LC: Before we were opening this clinic, I always approached dentists and said, “If you could just serve one or two people with disabilities and take those two clients on forever.” If every dentist in the state would do that, we’d have much less of a problem than we have now. Unfortunately, because of all the major obstacles, becoming Medicaid providers, it’s very confusing, very time consuming, very costly. And it’s very hard to do if you take on all Medicaid patients like we’re doing. It would be easier if all private dentists agreed to take one or two people a year. We understand that those one or two people a year would lose them money but hopefully they’d have enough money from their standard clients that they see every day. We have run into problems with dentists who were willing to see clients but literally didn’t have the space in their office. They don’t have room for wheelchairs, they’re not ADA-certified. That’s sometimes a problem. And other problems are, and to put it very bluntly, some people are afraid. They’re afraid because they don’t have the proper training to see someone with disabilities because they don’t know how that person is going to act any given second.

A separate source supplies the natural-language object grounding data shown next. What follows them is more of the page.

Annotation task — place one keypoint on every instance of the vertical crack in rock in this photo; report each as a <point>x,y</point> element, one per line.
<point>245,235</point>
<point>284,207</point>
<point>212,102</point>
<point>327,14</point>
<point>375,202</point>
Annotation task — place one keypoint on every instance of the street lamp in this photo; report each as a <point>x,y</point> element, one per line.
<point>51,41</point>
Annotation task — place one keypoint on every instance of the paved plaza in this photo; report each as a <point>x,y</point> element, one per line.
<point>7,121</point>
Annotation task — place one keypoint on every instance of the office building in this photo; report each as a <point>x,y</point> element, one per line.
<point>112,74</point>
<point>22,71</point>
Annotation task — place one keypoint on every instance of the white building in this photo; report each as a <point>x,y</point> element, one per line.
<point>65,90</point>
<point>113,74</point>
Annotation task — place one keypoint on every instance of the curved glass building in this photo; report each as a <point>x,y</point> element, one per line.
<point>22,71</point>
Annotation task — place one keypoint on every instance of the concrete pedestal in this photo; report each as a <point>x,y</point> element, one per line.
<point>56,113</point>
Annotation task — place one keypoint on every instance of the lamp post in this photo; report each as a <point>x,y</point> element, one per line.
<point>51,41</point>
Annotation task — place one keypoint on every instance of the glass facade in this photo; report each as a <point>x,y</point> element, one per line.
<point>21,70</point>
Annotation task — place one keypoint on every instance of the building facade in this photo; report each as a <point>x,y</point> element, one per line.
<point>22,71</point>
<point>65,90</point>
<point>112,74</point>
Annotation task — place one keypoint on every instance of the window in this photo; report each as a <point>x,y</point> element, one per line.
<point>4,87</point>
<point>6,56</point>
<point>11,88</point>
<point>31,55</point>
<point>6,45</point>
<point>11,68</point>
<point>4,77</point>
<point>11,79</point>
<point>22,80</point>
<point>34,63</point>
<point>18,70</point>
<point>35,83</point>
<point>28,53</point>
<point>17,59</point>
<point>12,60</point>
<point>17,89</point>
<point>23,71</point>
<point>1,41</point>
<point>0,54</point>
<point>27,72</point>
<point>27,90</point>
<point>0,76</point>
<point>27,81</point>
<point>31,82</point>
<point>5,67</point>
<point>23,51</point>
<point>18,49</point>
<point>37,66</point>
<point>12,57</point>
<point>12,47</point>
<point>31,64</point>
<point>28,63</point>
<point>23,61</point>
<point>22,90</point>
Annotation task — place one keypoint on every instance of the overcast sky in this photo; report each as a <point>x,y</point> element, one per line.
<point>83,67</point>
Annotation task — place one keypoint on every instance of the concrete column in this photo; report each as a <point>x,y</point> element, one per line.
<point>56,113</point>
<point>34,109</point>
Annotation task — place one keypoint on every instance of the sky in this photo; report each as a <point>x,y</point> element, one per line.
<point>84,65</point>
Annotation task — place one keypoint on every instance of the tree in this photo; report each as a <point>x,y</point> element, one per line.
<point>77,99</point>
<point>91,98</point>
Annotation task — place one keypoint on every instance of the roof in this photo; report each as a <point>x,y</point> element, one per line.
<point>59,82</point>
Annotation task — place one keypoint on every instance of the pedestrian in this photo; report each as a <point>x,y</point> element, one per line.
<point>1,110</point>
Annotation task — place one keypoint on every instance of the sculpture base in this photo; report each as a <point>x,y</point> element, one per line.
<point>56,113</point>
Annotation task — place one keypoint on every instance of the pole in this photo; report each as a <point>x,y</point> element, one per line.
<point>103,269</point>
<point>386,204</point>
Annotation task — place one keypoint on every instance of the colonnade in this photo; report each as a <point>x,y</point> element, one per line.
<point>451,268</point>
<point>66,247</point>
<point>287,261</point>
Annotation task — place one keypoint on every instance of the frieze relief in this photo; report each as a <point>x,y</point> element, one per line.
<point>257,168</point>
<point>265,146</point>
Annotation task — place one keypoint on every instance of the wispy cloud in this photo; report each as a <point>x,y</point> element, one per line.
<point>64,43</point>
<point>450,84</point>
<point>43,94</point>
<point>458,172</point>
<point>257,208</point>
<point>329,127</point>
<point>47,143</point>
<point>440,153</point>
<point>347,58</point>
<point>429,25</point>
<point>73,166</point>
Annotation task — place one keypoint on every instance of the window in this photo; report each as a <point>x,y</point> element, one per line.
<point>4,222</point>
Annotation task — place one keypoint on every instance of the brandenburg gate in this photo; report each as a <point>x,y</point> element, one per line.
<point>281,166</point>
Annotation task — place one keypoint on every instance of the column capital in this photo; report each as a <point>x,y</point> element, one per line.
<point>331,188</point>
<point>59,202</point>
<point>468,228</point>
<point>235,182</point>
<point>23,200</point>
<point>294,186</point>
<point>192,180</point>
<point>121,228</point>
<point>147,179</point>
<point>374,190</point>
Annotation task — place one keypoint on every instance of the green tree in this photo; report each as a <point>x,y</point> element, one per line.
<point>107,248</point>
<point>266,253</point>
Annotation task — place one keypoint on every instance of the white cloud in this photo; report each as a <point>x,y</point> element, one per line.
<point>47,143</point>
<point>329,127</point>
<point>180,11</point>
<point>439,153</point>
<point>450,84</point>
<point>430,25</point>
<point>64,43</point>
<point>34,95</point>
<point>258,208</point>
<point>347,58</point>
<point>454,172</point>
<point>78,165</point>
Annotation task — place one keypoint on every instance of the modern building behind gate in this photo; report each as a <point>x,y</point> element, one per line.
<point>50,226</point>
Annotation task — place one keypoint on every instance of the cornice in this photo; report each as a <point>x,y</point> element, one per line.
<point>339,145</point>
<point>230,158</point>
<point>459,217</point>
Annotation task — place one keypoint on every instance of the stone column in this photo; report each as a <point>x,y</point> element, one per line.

RD: I’ve been in meetings with Dr. Barbeau about setting up mini-residencies, something along those lines, basically to get people past their comfort zone and eventually get them better trained so they feel more comfortable with these patients. If they can see one or two patients a month in their practice, if we can get several practitioners looking at that, we can start reducing the numbers of people that are out there who just have no care at all and have nowhere to go.
WHN: Where do you plan to go from here?
RD: One of the things we’re looking at is hopefully we have another doctor who will be working here on Tuesdays and Thursdays, and I’d be doing the Mondays and Fridays. We’re looking at bringing in other doctors here at the clinic, even if their office wasn’t accessible, to bring them as volunteers to work here. There’s a couple of people who have expressed interest. Then there’s where the problem comes in with the state making it more difficult to try and bring volunteers in. When I was working at Bread of Healing, that wasn’t quite an issue because it was a different scenario. I could just bring in a dentist, have them fill out a form, send it to the state and it was done. Well it’s a different scenario here. They have to become a Medicaid provider, which creates another problem of here’s more paperwork we have to go through to have someone who’s willing to volunteer that doesn’t want to spend hours going through all this paperwork in order to do so. They want to help, but you don’t want to make it so cumbersome so they can’t do it.